Perhaps even more damaging to the empirical foundation for the public policy on salt, the Institute of Medicine issued a report, 3 years after its first call to action, that questioned the evidence for reducing salt to levels widely recommended by public health officials and even suggested that very low salt diets might pose a serious health risk. Those health organizations long associated with the campaign for salt reduction, including the American Heart Association, were sharply critical of this report.

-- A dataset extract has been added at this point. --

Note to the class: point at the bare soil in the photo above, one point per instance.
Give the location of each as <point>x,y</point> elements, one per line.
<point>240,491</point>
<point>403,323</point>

So where should we go from here? It is clear that a commitment to evidence-informed public policy requires that US public health officials take a step back from their long-held position on dietary salt, difficult as that might be. It is time to say that given the conflicting evidence and the new finding that very low salt diets may be ineffective if not harmful, we must press the pause button. Anything less could test the credibility of official recommendations, not only in regard to salt, but also to a wide range of dietary concerns posed by the challenge of noncommunicable disease.

References

  1. Bibbins-Domingo K, Chertow GM, Coxson PG, et al. Projected effect of dietary salt reductions on future cardiovascular disease. N Engl J Med. 2010;362(7):590-599.
  2. Mente A, O’Donnell MJ, Rangarajan S, et al. Association of urinary sodium and potassium excretion with blood pressure. N Engl J Med. 2014;371(7):601-611; O’Donnell M, Mente A, Rangarajan S, et al. Urinary sodium and potassium excretion, mortality, and cardiovascular events. N Engl J Med. 2014;371(7):612-623.
  3. Mozaffarian D, Fahim S, Singh G, et al. Global sodium consumption and death from cardiovascular causes. N Engl J Med. 2014;371(7):624-634.
  4. National Academy of Sciences, Committee on Strategies to Reduce Sodium Intake. Press release. FDA should set standards for salt added to processed foods, prepared meals. April 20, 2010. http://www8.nationalacademies.org/onpinews/newsitem.aspx?RecordID=12818. Accessed October 20, 2014.
  5. Taylor R, Ashton K, Moxham T, et al. Reduced dietary salt for the prevention of cardiovascular disease. Cochrane Database of Systematic Reviews. 2011;7:CD00917; Graudal N, Hubeck-Graudal T, Jurgens G. Effects of low sodium diet versus high sodium diet on blood pressure, renin, aldosterone, catecholamines, cholesterol and triglyceride. Cochrane Database of Systematic Reviews. 2011;11:CD004022.

Author(s): Ronald Bayer

Read on Wiley Online Library

Volume 92, Issue 4 (pages 659–661)
DOI: 10.1111/1468-0009.12088
Published in 2014



About the Author

Ronald Bayer is a professor and codirector at the Center for the History and Ethics of Public Health at the Mailman School of Public Health of Columbia University. His research has focused on AIDS, tuberculosis, illicit drugs, and tobacco. He is an elected member of the Institute of Medicine, and has served on its committees dealing with the social impact of AIDS, tuberculosis elimination, vaccine safety, smallpox vaccination, and the Ryan White Care Act. He has been a consultant to the World Health Organization on ethical issues related to public health surveillance, HIV, and tuberculosis. His articles on AIDS have appeared in the New England Journal of Medicine, JAMA, The Lancet, the American Journal of Public Health, and The Milbank Quarterly. He holds a PhD.